Write a report explaining to a university lecturer how to tie his bow tie.
Write at least 150 words.
Today’s example of a process diagram is just for fun. It’s unlikely that you would be asked to describe a process this difficult in the real test! It would be quite shocking to have to describe a process like this one in the real exam. It does illustrate a serious point though. Almost every diagram in IELTS Writing Task 1 contains some vocabulary in the form of labels. The vocabulary is there to help you, not to make the task more complex. So be grateful for all those labels!
IELTS Writing Task 1: Model Answer
The diagram illustrates how to knot a bow tie in eight stages.
To begin with, the tie should be placed around the neck, with one end slightly longer than the other. Then place the longer end over the other and pass it upwards and behind the point where the two ends cross.
Next, take the other end of the tie and bend it twice to form an ‘S’ shape. Bring the longer end down and in front, so that it holds the ‘S’ curve in place. Now comes the trickiest part of the process. Take the long end of the tie and form a similar ‘S’ shape before passing it through the narrow gap behind the other end. This creates a knot and the bow should now be held securely in place.
Finally, adjust both sides of the bow to make it symmetrical and prepare to be the envy of your friends.
(152 words, IELTS 9.0)
Why does this Task 1 answer get an IELTS Band 9 score?
Task achievement: The model answer fully satisfies all requirements of the task by describing each stage in the process.

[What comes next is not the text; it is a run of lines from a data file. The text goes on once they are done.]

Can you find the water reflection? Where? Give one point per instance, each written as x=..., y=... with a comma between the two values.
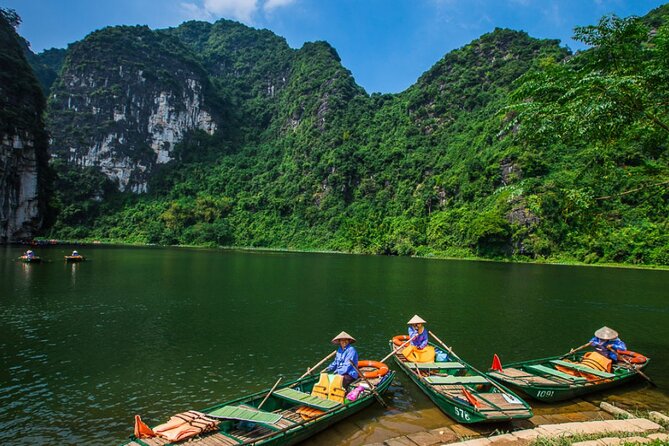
x=158, y=331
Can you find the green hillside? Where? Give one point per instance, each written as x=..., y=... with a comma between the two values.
x=509, y=147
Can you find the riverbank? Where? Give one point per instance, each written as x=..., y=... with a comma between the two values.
x=431, y=256
x=606, y=425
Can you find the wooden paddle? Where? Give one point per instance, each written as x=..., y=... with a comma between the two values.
x=399, y=348
x=444, y=345
x=270, y=392
x=311, y=369
x=371, y=387
x=497, y=386
x=574, y=350
x=633, y=367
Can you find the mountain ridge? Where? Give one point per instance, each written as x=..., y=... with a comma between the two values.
x=305, y=158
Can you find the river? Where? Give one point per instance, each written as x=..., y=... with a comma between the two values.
x=155, y=331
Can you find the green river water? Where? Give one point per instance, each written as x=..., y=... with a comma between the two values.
x=155, y=331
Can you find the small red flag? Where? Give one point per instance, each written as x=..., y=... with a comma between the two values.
x=496, y=363
x=473, y=401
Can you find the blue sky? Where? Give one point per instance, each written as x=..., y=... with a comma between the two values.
x=387, y=44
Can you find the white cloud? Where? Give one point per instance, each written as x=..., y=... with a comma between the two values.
x=191, y=11
x=274, y=4
x=242, y=10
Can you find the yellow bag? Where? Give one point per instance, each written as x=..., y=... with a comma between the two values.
x=322, y=387
x=415, y=354
x=337, y=392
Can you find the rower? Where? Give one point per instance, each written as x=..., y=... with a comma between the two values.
x=418, y=350
x=346, y=354
x=606, y=342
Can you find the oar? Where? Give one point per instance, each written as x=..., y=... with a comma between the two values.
x=399, y=348
x=445, y=346
x=270, y=392
x=311, y=369
x=371, y=387
x=571, y=352
x=633, y=367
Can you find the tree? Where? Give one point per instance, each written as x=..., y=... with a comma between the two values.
x=620, y=82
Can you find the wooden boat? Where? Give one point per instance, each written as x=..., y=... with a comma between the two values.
x=74, y=259
x=33, y=259
x=540, y=378
x=280, y=421
x=462, y=392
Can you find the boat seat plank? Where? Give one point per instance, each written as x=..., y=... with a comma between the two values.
x=524, y=378
x=296, y=396
x=245, y=414
x=582, y=368
x=452, y=365
x=456, y=380
x=549, y=371
x=222, y=439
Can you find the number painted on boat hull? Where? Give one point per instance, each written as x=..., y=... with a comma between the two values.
x=461, y=413
x=545, y=393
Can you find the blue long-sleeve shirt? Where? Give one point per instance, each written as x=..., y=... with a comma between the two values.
x=421, y=340
x=602, y=347
x=341, y=364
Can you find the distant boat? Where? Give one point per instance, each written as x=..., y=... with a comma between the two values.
x=285, y=415
x=30, y=259
x=74, y=259
x=462, y=392
x=564, y=377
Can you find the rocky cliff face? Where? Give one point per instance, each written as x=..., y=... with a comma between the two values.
x=125, y=97
x=23, y=142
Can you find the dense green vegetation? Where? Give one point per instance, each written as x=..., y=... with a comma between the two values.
x=509, y=147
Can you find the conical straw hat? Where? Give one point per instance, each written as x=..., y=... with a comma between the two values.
x=416, y=320
x=343, y=335
x=606, y=333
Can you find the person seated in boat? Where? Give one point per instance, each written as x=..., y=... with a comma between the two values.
x=418, y=349
x=346, y=354
x=606, y=342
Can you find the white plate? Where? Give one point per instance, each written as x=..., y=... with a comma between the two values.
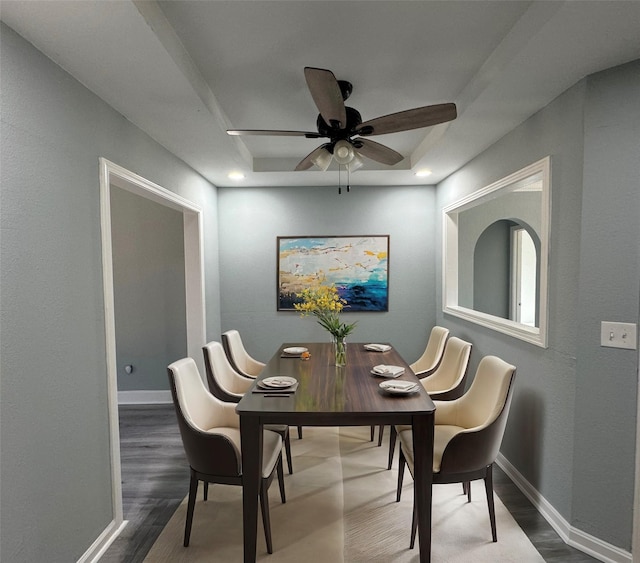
x=389, y=371
x=377, y=347
x=400, y=387
x=277, y=382
x=295, y=350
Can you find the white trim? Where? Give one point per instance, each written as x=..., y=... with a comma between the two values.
x=112, y=174
x=574, y=537
x=151, y=397
x=102, y=543
x=519, y=181
x=635, y=540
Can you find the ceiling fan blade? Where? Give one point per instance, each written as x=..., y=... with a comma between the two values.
x=307, y=134
x=376, y=151
x=307, y=161
x=327, y=95
x=409, y=119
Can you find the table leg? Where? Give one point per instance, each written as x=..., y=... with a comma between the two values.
x=251, y=437
x=423, y=479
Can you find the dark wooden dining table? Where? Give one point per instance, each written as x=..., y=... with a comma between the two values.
x=327, y=395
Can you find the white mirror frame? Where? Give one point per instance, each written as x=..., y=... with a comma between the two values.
x=450, y=213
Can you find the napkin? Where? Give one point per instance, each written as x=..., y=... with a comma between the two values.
x=400, y=385
x=377, y=347
x=277, y=390
x=388, y=371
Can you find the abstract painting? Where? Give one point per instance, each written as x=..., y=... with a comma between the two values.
x=357, y=265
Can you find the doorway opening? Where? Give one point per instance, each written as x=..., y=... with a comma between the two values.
x=113, y=175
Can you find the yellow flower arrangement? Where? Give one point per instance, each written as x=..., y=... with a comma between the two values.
x=323, y=302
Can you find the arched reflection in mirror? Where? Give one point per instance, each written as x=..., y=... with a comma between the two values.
x=505, y=272
x=495, y=255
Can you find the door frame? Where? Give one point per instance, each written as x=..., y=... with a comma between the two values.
x=113, y=174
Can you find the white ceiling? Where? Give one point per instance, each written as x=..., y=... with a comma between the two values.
x=184, y=71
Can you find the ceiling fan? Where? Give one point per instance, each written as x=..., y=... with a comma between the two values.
x=344, y=128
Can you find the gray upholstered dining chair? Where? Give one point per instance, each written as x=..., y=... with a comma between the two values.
x=468, y=433
x=229, y=386
x=426, y=363
x=238, y=356
x=447, y=382
x=210, y=431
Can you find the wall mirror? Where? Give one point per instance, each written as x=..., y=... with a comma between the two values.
x=495, y=256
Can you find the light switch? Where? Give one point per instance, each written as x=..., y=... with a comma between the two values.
x=618, y=335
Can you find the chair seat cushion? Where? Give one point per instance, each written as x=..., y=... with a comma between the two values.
x=271, y=446
x=441, y=437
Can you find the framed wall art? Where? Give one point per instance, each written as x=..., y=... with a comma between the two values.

Coherence and cohesion: The model answer uses a range of sequencing expressions to describe the order in which the actions should be carried out. The answer is divided into several paragraphs for ease of understanding, with the inclusion of a general sentence – Now comes the trickiest part of the process – to aid coherence.
Lexical resource: A range of appropriate vocabulary is introduced, including action verbs such as knot, bend, pass and adjust.
Grammatical range and accuracy: The correct forms – imperatives, modals – are used to give instructions. Sentence patterns vary and are always grammatically accurate.